Studying preterm infants at St Louis Children’s Hospital in US, the researchers found that preemies whose daily diets were at least 50% breast milk had more brain tissue and cortical-surface area by their due dates than premature babies who consumed significantly less breast milk.
“The brains of babies born before their due dates usually are not fully developed,” said Cynthia Rogers, assistant professor at the Washington University.
“But breast milk has been shown to be helpful in other areas of development, so we looked to see what effect it might have on the brain,” said Rogers, who also treats patients at St Louis Children’s Hospital. “With MRI scans, we found that babies fed more breast milk had larger brain volumes,” she said.
The study included 77 preterm infants. The researchers retrospectively looked to see how much breast milk those babies had received. Then, the researchers conducted brain scans on those infants at about the time each would have been born had the babies not arrived early. All of the babies were born at least 10 weeks early, with an average gestation of 26 weeks, or about 14 weeks premature. Because they are still developing, preemies typically have smaller brains than full-term infants.
Gauging the effects of breast milk on the babies’ brains, the researchers did not distinguish between milk that came from the babies’ own mothers and breast milk donated by other women, said Erin Reynolds, a research technician in Rogers’ laboratory. Rather, they focused on the influence of breast milk in general. “As the amount of breast milk increased, so did a baby’s chances of having a larger cortical surface area,” Reynolds said. “The cortex is the part of the brain associated with cognition, so we assume that more cortex will help improve cognition as the babies grow and develop,” he said.

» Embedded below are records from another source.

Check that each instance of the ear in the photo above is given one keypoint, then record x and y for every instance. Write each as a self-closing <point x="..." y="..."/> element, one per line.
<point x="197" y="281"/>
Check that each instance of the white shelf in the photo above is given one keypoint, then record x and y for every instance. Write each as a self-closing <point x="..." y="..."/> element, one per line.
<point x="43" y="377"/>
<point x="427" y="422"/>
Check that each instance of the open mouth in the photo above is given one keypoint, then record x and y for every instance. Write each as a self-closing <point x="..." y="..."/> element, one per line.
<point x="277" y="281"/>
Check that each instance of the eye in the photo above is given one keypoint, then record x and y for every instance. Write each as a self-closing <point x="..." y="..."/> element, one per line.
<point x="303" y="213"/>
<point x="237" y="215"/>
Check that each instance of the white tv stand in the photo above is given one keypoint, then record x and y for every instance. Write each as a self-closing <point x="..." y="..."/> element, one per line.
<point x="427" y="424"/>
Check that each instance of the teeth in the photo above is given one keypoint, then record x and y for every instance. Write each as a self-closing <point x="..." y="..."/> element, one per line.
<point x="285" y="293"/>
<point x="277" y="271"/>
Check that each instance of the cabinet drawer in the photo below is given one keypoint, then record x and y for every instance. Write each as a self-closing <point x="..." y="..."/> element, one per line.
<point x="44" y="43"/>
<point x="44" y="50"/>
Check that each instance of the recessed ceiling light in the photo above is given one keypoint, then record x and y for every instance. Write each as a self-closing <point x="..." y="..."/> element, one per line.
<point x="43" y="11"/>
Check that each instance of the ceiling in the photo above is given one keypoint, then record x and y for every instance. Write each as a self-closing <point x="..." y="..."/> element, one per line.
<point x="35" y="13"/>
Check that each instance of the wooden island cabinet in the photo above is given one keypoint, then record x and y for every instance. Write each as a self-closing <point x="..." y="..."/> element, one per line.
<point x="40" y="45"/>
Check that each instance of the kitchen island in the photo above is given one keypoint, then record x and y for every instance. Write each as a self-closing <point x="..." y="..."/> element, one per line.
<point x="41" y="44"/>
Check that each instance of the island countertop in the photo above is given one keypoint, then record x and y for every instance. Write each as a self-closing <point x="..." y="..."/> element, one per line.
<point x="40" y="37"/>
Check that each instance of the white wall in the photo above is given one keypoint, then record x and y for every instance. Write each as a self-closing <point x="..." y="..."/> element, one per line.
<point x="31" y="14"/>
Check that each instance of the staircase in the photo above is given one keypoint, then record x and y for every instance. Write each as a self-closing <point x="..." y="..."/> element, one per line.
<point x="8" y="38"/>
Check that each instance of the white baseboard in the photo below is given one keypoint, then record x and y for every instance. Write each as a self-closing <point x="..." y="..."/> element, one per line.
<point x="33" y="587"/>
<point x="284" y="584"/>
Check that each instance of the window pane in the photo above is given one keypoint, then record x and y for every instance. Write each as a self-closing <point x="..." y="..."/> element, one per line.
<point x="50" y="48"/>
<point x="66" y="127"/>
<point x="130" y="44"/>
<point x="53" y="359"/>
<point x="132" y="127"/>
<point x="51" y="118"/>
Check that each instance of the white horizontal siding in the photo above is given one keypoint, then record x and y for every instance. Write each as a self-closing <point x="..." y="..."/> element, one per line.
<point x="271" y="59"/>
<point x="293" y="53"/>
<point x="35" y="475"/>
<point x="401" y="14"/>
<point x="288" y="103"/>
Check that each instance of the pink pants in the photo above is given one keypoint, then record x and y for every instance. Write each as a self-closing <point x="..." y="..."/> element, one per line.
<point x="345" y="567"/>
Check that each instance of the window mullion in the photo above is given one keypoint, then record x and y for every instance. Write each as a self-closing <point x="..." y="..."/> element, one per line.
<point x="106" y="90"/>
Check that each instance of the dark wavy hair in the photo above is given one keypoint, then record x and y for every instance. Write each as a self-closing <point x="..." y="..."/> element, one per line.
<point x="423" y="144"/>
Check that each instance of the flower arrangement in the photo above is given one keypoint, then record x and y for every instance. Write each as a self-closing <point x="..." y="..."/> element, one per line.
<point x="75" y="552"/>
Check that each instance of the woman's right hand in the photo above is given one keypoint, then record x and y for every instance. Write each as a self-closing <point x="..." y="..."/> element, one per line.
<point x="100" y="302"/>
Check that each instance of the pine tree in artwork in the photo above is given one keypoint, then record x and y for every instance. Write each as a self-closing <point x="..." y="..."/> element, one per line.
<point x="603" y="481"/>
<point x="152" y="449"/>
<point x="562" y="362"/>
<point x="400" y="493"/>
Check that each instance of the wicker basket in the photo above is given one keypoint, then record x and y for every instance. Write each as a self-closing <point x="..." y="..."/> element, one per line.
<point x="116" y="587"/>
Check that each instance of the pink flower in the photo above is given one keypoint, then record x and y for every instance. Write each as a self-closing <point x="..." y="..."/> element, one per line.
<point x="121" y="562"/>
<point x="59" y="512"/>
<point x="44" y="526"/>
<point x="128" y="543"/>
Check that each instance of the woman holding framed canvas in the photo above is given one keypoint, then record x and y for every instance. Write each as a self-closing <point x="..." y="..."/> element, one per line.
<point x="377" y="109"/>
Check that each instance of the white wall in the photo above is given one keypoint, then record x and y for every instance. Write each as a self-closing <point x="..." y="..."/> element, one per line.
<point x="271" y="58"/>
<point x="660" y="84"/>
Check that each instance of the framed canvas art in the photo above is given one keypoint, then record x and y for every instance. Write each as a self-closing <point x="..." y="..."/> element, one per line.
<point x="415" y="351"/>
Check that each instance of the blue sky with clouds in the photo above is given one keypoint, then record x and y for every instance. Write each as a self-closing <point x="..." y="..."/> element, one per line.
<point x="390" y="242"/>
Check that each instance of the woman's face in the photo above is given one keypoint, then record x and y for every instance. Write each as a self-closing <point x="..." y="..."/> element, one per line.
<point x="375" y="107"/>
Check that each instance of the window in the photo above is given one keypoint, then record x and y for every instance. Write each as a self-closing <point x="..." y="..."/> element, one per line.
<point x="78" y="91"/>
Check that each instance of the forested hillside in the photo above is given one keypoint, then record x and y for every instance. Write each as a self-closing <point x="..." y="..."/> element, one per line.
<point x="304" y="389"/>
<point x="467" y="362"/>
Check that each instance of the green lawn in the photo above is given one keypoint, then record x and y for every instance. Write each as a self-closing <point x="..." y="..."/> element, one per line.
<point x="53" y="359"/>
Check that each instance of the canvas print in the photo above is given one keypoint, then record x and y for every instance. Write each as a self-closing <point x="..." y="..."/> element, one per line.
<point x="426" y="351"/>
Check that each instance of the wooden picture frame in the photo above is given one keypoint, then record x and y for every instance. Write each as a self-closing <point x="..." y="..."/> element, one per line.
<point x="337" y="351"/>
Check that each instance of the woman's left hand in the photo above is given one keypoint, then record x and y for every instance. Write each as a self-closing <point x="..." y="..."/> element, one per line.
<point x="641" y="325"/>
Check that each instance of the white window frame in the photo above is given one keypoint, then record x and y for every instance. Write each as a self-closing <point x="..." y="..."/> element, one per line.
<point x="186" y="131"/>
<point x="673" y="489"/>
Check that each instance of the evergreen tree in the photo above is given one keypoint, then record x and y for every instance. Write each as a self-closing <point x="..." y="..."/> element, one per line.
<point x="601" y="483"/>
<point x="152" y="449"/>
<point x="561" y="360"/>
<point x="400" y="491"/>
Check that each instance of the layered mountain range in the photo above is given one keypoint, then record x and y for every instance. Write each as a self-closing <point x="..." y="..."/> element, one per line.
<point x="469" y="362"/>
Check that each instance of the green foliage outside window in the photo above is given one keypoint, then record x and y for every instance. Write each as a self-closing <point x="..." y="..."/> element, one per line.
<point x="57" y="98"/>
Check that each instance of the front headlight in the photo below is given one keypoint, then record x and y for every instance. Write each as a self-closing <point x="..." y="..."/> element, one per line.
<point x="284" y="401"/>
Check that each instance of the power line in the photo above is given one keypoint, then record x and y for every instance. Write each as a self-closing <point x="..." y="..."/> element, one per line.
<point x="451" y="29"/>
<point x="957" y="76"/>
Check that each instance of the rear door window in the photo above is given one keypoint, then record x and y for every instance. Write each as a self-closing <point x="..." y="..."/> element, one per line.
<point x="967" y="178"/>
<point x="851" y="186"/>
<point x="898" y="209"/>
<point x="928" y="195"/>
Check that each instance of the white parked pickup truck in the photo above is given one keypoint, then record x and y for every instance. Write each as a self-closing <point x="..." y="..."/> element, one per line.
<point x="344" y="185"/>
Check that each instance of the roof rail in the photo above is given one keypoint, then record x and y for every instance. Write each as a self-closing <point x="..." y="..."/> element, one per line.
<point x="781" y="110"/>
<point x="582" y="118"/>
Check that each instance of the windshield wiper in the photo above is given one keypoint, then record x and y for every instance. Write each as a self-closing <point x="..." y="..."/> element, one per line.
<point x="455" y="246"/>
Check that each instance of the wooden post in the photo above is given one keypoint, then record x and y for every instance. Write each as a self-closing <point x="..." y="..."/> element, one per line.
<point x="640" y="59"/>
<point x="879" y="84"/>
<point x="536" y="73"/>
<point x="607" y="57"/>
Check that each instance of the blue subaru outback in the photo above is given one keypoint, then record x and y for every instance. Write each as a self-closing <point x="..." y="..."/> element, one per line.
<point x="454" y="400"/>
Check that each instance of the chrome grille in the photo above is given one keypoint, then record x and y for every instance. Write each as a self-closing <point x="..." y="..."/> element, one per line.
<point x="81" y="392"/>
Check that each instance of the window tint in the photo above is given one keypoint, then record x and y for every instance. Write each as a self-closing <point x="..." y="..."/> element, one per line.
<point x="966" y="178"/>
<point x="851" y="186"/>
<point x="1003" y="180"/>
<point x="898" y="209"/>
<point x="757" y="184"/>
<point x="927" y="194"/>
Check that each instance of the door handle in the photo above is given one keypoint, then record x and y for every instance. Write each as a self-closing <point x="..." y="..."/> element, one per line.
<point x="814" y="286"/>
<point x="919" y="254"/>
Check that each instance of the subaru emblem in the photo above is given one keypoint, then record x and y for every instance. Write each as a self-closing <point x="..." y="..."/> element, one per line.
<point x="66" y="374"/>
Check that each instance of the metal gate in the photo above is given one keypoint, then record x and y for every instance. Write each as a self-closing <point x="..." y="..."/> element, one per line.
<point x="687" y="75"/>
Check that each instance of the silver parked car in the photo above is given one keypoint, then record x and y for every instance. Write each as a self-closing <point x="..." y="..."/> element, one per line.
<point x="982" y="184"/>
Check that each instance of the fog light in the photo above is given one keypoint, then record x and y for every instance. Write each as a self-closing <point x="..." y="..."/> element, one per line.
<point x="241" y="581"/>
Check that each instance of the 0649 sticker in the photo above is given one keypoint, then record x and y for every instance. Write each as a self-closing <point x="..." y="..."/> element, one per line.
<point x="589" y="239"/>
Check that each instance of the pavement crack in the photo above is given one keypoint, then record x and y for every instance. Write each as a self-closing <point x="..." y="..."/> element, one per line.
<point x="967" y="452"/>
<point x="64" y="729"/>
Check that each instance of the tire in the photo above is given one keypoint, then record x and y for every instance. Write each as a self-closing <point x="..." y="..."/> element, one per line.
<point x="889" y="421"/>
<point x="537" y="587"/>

Preterm birth is a leading cause of neurologic problems in children and has been linked to psychiatric disorders later in childhood. Researchers plan to follow the babies in the study through their first several years of life to see how they grow, focusing on their motor, cognitive and social development. As the babies get older, the researchers believe they will be able to determine the effects of early exposure to breast milk on later developmental outcomes. “Neonatologists already believe breast milk is the best nutrition for preterm infants,” Rogers said. “We wanted to see whether it was possible to detect the impact of breast milk on the brain this early in life and whether the benefits appeared quickly or developed over time,” she said.